Dixson-Declѐve has worked with chemical and petro-chemical producers and the Finnish Environment Institute (FEI) on the European Commission’s MTBE Risk Assessment.

== Recognitions and advisory positions ==
Dixson-Declève serves as Executive Chair of Earth4All and co-founder and co-chair of the System Transformation Hub, launched in 2024. She sits on several boards and advisory boards including Climate KIC, UCB, BMW, the Eurazeo Planetary Boundaries Fund, the Leonardo Centre at Imperial College London, Skysun, Morphosis, Re-Imagine Europa and The Bridge. She is also a Climate Governance Commissioner, a Commissioner of the WHO Pan-European Commission on Climate and Health, an Ambassador for the Wellbeing Economy Alliance (WEAll), and a Fellow of the World Academy of Art and Science.

She teaches at the College of Europe in Bruges, Belgium, and is a Strategic Advisor, Senior Associate and faculty member of the Cambridge Institute for Sustainability Leadership(CISL). From 2019 to 2023, she chaired the European Commission Expert Group on the Economic and Societal Impact of Research and Innovation(ESIR). Dixson-Declève previously served on the board of the Portuguese utility company EDP and on the European Commission’s Sustainable Finance Platform and Sustainable Finance Taxonomy Expert Group.

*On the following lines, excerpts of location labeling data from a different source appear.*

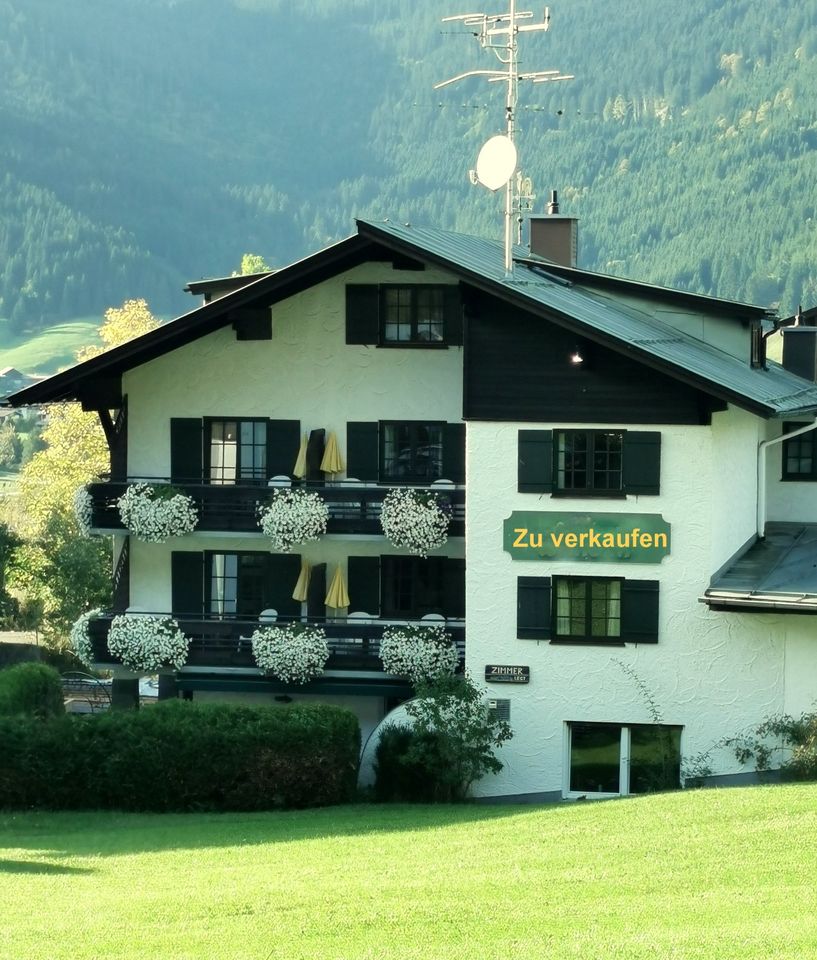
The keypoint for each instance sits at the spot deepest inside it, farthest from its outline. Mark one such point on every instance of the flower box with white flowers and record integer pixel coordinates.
(147, 643)
(415, 519)
(156, 513)
(292, 517)
(291, 652)
(419, 653)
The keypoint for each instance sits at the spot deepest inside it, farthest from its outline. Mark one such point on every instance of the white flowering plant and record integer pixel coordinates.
(84, 510)
(156, 513)
(147, 643)
(422, 654)
(415, 519)
(81, 636)
(292, 652)
(291, 517)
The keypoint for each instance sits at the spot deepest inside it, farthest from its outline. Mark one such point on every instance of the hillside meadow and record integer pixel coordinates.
(709, 874)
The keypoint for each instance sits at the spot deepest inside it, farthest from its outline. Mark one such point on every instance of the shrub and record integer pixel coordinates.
(422, 654)
(31, 688)
(449, 746)
(786, 741)
(398, 776)
(179, 756)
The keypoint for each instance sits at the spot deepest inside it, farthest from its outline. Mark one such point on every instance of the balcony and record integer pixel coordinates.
(223, 646)
(353, 507)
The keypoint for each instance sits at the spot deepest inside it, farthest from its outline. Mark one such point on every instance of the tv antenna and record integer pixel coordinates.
(497, 161)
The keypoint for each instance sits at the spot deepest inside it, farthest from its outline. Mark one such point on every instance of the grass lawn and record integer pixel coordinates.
(49, 350)
(708, 874)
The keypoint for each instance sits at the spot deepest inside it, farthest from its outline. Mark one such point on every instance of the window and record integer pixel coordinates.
(413, 314)
(411, 451)
(609, 758)
(405, 452)
(799, 460)
(236, 450)
(424, 315)
(236, 584)
(587, 610)
(589, 463)
(412, 587)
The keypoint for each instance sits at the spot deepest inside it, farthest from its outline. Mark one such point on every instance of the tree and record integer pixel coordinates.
(55, 566)
(121, 324)
(253, 263)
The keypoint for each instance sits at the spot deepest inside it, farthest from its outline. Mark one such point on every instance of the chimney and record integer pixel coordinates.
(800, 345)
(554, 237)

Dixson-Declève has been recognised by GreenBiz as one of the 30 most influential women globally driving change in the low-carbon economy, by Reuters as one of 25 global female trailblazers, and by Forbes as one of the “Top 50 Women Over 50” leading on climate. In 2024, she received the Aenne Burda Award for Creative Leadership.

== Personal ==
Dixson-Declève is based in Belgium. She is married to Jeremy Dixson and has two daughters.

She is fluent in French and English and has a basic knowledge of Spanish.